Direct Chinese imitations

By the beginning of the 17th century Chinese blue and white porcelain was being exported directly to Europe. In the 17th and 18th centuries, Oriental blue and white porcelain was highly prized in Europe and America and sometimes enhanced by fine silver and gold mounts, it was collected by kings and princes.

The European manufacture of porcelain started at Meissen in Germany in 1707. The detailed secrets of Chinese hard-paste porcelain technique were transmitted to Europe through the efforts of the Jesuit Father Francois Xavier d’Entrecolles between 1712 and 1722.

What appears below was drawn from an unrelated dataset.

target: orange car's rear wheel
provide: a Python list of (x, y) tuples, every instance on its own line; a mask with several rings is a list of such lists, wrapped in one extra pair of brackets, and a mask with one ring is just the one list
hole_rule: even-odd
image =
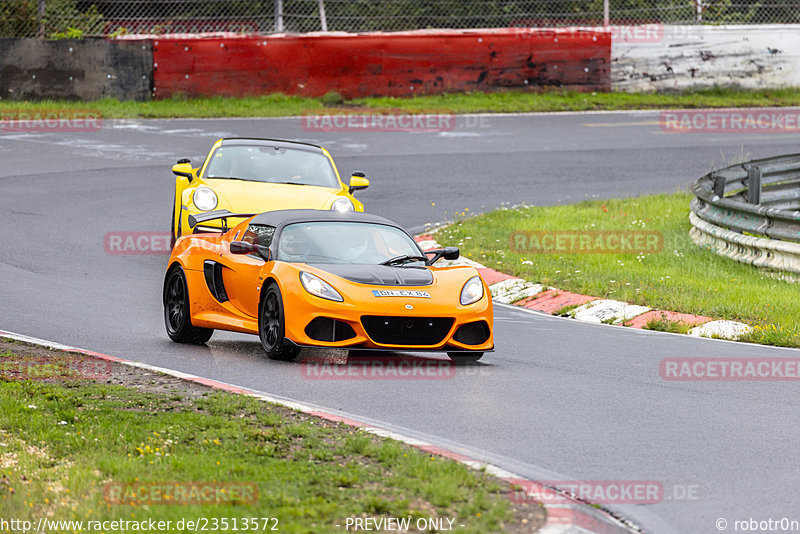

The early wares were strongly influenced by Chinese and other Oriental porcelains and an early pattern was blue onion, which is still in production at the Meissen factory today. The first phase of the French porcelain was also strongly influenced by Chinese designs. Early English porcelain wares were also influenced by Chinese wares and when, for example, the production of porcelain started at Worcester, nearly forty years after Meissen, Oriental blue and white wares provided the inspiration for much of the decoration used. Hand-painted and transfer-printed wares were made at Worcester and at other early English factories in a style known as Chinoiserie. Many other European factories followed this trend. In Delft, Netherlands blue and white ceramics taking their designs from Chinese export porcelains made for the Dutch market were made in large numbers throughout the 17th Century. Blue and white Delftware was itself extensively copied by factories in other European countries, including England, where it is known as English Delftware.

Patterns

The plate shown in the illustration (left) is decorated with the famous willow pattern and was probably made at a factory in the English county of Staffordshire. Such is the persistence of the willow pattern that it is difficult to date the piece shown with any precision; it is possibly quite recent but similar wares have been produced by English factories in huge numbers over long periods and are still being made today. The willow pattern, said to tell the sad story of a pair of star-crossed lovers, was an entirely European design, though one that was strongly influenced in style by design features borrowed from Chinese export porcelains of the 18th Century. The willow pattern was, in turn, copied by Chinese potters, but with the decoration hand painted rather than transfer-printed.